Daily Mirror (Northern Ireland)

NOTHING IS IMPOSSIBLE

Climbing Kilimanjar­o on his hands and knees... winning a gold medal with no funding...for Aaron Phipps and his team-mates ....

- BY ALEX SPINK Rugby Correspond­ent @alexspinkm­irror

WHEN Britain’s wheelchair rugby team was told it faced mission impossible, Aaron Phipps decided he would be the judge of that.

Stripped of funding after finishing fifth in Rio, the cash-strapped Brits were not expected to survive through to the Tokyo Paralympic­s.

As Phipps sized up the odds, he thought of Kilimanjar­o and the challenge he had undertaken months earlier.

How he trained for more than three years to scale Africa’s highest mountain unassisted in a wheelchair – only to find the chair could not cope.

He knew champions Australia, hosts Japan and superpower USA were giant obstacles in their path to the podium.

But no bigger a deal, he thought, than abandoning his trike and climbing for four days on hands and knees to reach a summit 5,895 metres above sea level.

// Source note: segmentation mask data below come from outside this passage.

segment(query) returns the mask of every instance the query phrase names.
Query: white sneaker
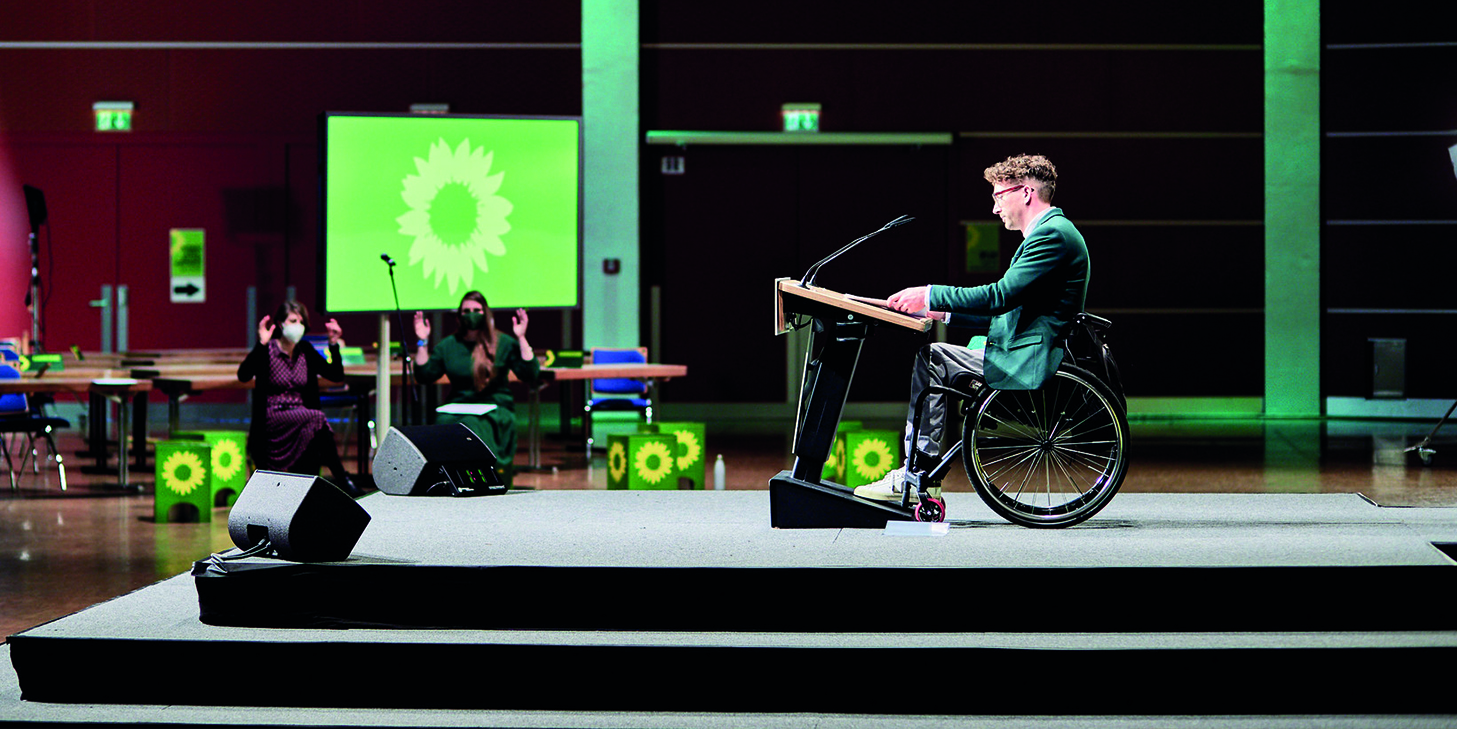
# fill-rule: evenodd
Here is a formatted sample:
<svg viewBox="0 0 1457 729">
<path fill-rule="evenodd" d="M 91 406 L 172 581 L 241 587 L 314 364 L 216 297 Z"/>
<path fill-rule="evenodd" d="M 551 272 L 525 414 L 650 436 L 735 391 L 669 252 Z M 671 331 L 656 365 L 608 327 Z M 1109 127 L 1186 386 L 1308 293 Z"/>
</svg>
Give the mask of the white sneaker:
<svg viewBox="0 0 1457 729">
<path fill-rule="evenodd" d="M 862 499 L 872 501 L 900 501 L 901 493 L 906 490 L 906 470 L 897 468 L 885 474 L 879 481 L 868 483 L 864 486 L 855 487 L 855 495 Z M 916 492 L 911 492 L 911 503 L 917 503 L 921 499 Z"/>
</svg>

Phipps recalled the climb as he and his pals picked up the National Lottery Paralympia­n of the Year award in recognitio­n of their Tokyo triumph.

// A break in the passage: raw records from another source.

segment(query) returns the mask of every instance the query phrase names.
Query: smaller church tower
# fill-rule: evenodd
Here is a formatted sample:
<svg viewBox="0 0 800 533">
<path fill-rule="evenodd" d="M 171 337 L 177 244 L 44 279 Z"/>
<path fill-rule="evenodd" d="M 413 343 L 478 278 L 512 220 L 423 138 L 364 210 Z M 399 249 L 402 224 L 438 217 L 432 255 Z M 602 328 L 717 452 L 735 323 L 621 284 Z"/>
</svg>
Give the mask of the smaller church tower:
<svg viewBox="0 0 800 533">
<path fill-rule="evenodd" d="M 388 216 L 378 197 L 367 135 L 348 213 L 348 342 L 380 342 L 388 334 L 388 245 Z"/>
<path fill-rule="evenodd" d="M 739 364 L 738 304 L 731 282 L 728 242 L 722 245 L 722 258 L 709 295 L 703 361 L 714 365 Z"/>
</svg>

He describes the gold medal as a “fairy tale”, but it is just another reallife example – albeit the most celebrated – of a remarkable group of people overcoming adversity.

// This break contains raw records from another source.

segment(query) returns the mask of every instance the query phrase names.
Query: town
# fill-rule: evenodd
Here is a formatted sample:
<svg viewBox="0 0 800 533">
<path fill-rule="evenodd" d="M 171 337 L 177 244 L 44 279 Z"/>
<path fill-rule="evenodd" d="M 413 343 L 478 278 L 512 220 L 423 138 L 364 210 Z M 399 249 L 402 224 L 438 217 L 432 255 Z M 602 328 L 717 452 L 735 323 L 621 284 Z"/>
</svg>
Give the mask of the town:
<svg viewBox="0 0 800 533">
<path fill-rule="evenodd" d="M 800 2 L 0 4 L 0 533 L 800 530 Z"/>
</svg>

Here is a man who conquered Kilimanjar­o without assistance, despite his lower legs and the tops of his fingers having been amputated when he contracted meningitis C at the age of 15.

“Two days in, it was apparent the wheelchair was never going to be able to cope,” recalled the dad-oftwo. “They told me I’d have to be carried. I said, in no uncertain terms, ‘No I’m not’. Eventually I duck-taped kneepads to my legs, jumped out of the wheelchair and crawled on my hands and knees for four days to get to the summit.”

Fast-forward to wheelchair rugby’s loss of UK Sport funding and it becomes clear why Phipps and Co (below) were not about to give up.

“Some of my team-mates’ day starts two hours before those of other people because it takes them that long to get ready,” he said.

“Every training session you get the rubbish kicked out of you. But that helped us as a team because, by the time we got to Tokyo, we were rockhard from beating each other up.”

Phipps knew nothing of the sport when he tried it in 2009, but, 12 years on, a TV audience of 1.1million saw GB beat the USA to gold.

Participat­ion numbers are “through the roof” and there is £2.6m funding for the Paris cycle.

His work is done – though he will never see it like that.